Foi nesse longo exílio que Paulo Freire escreveu obras clássicas, algumas delas traduzidas para as principais línguas do planeta, como a Pedagogia do Oprimido (mais de trinta idiomas), de 1970; Educação como Prática da Liberdade, de 1967; Extensão ou Comunicação, de 1969; Ação Cultural para a Liberdade, de 1974; Cartas à Guiné-Bissau, de 1976; e Educação e Mudança, de 1979.
A volta ao Brasil
Freire retorna ao Brasil após a aprovação da Lei da Anistia, com uma calorosa recepção por todos os lugares por onde passou, até fixar-se na capital paulistana, onde assina um contrato com a Pontifícia Universidade Católica de São Paulo (PUC-SP). Desde sua chegada, viaja praticamente por todo o país para conferir palestras, ministrar cursos e receber homenagens. Estas últimas, inúmeras, desde títulos de doutor Honoris Causa até batismos de centros acadêmicos e bibliotecas populares com seu nome. Em 1989, é nomeado pela recém eleita prefeita de São Paulo, Luiza Erundina (PT), Secretário de Educação do Município, cargo que ocupa durante dois anos e meio, até maio de 1991.
Sua gestão é reconhecida pelo árduo trabalho no dia a dia das escolas, pela valorização do magistério e pelo redesenho da política educacional, pautado na intensa participação da comunidade escolar e familiares dos estudantes. Essa rica experiência está relatada e refletida no livro Educação na Cidade, publicado em 1991.
Os anos seguintes de sua vida foram dedicados ao estudo, escrita e organização de livros, como o Pedagogia da Esperança, o Pedagogia da Autonomia e tantos outros, muitos em parcerias. Freire também se reencontrou com os movimentos populares brasileiros, em particular com o Movimento dos Trabalhadores Rurais Sem Terra (MST), enxergando nesse uma luz no fim do túnel neoliberal que se alastrava por toda a América Latina.
Paulo Freire, mais do que criador de teses e métodos educacionais, é um produto das lutas e anseios das classes populares e dos oprimidos.
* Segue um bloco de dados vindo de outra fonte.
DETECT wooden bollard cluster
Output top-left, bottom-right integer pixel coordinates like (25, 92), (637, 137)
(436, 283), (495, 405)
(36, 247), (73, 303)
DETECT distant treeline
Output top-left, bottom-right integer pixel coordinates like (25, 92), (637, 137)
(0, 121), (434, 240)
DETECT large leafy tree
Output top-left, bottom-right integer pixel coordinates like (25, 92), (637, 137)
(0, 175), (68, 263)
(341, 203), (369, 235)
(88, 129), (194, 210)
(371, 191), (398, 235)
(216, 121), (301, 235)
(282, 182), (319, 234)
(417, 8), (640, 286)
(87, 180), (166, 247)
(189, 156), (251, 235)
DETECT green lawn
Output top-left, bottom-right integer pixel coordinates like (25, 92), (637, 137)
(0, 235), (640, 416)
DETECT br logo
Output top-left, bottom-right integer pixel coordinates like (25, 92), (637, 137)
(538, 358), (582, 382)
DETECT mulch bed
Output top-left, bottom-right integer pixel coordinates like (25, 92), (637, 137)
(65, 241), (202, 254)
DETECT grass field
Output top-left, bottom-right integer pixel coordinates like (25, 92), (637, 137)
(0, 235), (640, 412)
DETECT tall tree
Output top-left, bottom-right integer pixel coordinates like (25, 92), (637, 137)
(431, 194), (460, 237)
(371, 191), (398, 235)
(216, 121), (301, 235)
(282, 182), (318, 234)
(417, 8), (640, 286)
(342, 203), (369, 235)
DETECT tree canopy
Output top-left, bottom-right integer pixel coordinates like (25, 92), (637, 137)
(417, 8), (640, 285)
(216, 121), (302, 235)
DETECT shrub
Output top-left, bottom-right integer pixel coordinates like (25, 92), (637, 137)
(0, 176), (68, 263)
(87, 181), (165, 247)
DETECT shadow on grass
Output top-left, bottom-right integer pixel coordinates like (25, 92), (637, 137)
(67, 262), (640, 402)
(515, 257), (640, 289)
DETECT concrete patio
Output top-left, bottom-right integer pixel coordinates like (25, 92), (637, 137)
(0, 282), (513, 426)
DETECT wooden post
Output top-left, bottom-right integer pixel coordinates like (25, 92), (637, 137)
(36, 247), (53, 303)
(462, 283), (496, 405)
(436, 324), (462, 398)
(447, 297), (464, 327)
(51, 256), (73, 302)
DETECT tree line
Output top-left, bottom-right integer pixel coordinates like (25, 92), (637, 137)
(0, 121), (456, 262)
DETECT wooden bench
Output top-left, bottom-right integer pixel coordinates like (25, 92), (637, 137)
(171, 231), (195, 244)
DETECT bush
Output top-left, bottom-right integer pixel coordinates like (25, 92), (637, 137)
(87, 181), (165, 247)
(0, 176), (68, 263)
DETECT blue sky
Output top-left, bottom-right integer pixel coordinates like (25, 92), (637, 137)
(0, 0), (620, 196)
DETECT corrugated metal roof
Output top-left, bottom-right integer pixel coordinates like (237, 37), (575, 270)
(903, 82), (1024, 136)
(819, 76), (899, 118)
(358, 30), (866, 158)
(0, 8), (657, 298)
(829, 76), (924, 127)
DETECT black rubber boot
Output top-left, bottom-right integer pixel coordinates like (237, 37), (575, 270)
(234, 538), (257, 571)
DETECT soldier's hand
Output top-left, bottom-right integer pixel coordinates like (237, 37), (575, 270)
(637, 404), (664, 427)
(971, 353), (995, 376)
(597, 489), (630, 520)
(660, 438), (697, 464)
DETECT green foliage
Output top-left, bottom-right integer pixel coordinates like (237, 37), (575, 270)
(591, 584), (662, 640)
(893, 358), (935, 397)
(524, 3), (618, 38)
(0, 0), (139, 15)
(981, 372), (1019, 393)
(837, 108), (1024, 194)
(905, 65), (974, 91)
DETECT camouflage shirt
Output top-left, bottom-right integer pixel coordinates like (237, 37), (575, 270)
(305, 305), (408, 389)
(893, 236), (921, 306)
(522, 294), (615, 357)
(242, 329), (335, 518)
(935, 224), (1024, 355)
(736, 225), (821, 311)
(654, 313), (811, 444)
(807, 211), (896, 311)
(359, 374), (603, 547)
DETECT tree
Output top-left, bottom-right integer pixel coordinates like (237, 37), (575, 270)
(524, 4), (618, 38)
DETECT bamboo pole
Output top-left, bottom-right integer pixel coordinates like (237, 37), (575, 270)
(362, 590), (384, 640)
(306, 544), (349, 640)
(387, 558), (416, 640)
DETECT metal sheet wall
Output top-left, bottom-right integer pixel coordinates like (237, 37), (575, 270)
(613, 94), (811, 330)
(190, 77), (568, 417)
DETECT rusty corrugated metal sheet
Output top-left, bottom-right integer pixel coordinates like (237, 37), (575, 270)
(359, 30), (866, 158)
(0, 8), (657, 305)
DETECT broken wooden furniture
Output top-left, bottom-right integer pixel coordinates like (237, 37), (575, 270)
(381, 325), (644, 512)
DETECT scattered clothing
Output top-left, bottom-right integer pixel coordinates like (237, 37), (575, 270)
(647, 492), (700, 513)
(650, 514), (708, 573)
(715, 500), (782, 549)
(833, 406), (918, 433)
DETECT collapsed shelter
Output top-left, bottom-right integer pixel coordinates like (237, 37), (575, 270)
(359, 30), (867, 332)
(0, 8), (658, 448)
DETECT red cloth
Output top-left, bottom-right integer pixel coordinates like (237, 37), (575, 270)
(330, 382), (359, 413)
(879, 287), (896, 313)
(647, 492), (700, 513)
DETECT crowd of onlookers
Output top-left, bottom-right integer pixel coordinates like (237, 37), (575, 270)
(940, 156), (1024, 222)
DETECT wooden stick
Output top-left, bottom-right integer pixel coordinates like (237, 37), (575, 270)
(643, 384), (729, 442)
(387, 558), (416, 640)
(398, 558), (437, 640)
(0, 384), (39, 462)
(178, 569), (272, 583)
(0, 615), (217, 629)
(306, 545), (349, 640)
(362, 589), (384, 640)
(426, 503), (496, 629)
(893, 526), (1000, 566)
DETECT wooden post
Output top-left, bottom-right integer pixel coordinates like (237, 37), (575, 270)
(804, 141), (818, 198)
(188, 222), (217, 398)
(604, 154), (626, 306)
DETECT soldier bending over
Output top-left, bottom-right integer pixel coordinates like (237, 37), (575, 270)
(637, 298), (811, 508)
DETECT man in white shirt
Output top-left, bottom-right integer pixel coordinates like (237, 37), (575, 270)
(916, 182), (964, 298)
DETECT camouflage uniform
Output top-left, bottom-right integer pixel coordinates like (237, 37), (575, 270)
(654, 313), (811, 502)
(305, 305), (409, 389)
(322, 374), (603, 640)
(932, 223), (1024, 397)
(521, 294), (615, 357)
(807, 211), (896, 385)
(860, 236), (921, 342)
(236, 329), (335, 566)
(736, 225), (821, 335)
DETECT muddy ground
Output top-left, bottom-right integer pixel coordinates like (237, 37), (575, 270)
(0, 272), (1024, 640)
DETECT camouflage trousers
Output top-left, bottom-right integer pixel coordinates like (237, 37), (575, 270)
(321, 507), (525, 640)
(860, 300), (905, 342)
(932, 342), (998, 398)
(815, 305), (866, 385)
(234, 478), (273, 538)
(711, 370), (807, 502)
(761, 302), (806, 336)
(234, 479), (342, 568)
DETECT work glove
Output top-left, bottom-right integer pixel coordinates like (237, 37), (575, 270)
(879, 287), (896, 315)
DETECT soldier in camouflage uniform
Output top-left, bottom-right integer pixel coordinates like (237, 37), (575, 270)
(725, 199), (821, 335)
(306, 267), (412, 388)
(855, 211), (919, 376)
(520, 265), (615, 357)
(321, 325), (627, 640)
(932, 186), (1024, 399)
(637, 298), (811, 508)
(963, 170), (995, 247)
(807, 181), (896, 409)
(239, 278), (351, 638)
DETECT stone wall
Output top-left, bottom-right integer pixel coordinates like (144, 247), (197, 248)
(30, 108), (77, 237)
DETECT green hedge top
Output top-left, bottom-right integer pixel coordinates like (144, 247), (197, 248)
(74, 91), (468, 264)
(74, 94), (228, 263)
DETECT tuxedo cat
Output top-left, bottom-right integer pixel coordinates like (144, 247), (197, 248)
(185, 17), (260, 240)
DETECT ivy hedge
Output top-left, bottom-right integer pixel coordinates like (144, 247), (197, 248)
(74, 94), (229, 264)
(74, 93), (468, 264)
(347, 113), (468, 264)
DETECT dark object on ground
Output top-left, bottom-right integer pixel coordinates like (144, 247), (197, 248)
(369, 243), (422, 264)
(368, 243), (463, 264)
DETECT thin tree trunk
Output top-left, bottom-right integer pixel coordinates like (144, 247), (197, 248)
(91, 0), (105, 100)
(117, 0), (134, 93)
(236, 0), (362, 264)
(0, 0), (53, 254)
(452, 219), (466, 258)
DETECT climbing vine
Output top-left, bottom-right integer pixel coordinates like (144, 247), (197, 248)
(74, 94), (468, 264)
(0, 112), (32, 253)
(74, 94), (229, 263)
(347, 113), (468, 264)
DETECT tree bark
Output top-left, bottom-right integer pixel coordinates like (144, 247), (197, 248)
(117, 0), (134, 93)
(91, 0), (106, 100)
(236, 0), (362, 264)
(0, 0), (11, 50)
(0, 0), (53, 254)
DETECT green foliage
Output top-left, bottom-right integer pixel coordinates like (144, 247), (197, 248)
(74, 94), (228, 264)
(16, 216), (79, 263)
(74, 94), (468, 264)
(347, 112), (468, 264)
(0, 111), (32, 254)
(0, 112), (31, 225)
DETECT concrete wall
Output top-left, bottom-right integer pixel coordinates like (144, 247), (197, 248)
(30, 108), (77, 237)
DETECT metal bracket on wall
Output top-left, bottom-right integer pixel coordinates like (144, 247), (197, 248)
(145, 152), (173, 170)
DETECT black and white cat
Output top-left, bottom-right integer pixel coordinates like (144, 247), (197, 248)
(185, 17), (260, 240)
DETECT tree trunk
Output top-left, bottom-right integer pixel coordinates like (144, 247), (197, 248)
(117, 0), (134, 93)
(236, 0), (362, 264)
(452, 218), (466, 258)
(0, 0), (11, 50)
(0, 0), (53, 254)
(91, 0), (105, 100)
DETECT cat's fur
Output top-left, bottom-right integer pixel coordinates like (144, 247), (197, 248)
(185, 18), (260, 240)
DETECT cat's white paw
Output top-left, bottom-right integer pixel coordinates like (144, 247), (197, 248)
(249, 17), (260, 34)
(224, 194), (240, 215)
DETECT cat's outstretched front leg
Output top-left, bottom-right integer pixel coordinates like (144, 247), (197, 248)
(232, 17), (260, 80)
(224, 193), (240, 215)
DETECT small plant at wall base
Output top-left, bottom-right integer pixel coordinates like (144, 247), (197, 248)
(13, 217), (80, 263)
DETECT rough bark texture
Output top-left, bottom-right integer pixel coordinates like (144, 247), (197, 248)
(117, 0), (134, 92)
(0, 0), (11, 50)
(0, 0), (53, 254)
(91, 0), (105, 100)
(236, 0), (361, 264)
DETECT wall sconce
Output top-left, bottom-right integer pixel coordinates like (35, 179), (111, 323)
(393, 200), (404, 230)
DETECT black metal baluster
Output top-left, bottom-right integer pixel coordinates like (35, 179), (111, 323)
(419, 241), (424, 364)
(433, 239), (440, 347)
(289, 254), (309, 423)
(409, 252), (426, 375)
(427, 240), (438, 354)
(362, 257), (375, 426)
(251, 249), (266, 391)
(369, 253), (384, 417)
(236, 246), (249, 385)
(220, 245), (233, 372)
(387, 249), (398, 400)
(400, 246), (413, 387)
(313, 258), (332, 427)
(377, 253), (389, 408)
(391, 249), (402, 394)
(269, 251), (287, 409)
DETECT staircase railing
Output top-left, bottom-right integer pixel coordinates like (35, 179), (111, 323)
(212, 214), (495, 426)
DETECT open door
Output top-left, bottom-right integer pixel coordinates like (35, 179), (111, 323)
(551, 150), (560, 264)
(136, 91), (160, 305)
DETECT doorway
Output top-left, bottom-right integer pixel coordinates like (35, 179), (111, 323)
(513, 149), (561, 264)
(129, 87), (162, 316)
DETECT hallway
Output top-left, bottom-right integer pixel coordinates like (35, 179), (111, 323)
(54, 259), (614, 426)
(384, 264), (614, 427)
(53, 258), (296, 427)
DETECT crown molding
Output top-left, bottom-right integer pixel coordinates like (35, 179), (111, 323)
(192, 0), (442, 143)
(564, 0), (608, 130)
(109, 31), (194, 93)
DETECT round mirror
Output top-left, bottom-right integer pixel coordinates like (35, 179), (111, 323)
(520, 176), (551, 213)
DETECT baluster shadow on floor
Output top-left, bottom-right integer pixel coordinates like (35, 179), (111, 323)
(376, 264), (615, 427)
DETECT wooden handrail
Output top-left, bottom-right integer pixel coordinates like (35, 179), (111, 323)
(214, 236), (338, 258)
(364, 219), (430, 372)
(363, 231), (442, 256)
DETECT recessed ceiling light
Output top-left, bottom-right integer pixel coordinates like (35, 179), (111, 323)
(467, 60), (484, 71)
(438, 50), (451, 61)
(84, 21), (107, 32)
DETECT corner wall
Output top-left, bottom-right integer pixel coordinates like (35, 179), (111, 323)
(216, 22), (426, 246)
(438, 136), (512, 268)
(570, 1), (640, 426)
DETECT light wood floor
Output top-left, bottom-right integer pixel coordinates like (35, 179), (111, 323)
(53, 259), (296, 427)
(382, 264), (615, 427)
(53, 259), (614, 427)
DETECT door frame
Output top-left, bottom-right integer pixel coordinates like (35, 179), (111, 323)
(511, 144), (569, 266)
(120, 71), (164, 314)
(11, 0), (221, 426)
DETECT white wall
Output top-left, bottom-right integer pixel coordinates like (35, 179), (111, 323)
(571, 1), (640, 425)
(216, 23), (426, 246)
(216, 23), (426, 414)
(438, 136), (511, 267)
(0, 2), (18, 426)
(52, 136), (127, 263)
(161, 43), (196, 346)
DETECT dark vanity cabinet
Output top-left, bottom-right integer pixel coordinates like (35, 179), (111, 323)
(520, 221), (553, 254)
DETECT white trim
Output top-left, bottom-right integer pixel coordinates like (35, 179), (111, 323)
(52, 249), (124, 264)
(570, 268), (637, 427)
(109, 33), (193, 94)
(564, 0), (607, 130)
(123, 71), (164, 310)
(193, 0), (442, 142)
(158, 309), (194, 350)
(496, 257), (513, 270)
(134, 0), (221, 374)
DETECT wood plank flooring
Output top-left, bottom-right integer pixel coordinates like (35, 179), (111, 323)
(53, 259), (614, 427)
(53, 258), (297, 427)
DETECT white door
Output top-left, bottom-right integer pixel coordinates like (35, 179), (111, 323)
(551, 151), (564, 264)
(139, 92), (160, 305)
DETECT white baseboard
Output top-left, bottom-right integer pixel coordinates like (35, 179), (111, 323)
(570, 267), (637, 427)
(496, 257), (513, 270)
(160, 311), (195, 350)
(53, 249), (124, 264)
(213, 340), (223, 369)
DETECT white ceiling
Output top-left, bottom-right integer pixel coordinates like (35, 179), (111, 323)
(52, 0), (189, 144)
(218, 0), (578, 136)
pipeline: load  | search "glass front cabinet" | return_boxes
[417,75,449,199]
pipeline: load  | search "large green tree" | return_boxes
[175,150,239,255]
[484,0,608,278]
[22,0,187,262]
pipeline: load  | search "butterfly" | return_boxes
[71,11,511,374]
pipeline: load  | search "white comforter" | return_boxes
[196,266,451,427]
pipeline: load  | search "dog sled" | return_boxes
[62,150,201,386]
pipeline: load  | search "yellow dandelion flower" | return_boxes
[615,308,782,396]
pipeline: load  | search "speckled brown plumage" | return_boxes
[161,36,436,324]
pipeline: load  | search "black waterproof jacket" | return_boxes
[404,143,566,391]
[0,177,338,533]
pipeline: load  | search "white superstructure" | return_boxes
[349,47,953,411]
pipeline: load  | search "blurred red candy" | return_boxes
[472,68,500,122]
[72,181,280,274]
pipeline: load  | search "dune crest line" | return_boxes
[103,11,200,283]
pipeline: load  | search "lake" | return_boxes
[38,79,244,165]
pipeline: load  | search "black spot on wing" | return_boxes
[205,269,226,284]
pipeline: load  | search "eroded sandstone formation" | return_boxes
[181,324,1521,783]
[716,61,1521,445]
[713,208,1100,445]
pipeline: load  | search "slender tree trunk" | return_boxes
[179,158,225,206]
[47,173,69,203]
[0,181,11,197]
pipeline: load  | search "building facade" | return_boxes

É claro que sua capacidade de sistematização e formulação teórica, além do acúmulo de décadas de experiências multifacetadas em vários espaços educativos e tempos históricos, o tornaram um símbolo e referência obrigatória para os que pensam a educação como um processo contraditório, mas fundamental para a construção de uma nova hegemonia, edificada pela ação consciente de sujeitos e coletivos orientados por uma educação libertadora. Tema que discutirei na próxima semana, apresentando os fundamentos e principais características de sua Pedagogia do Oprimido.
**Este é um artigo de opinião. A visão do autor não necessariamente expressa a linha editorial do Brasil de Fato.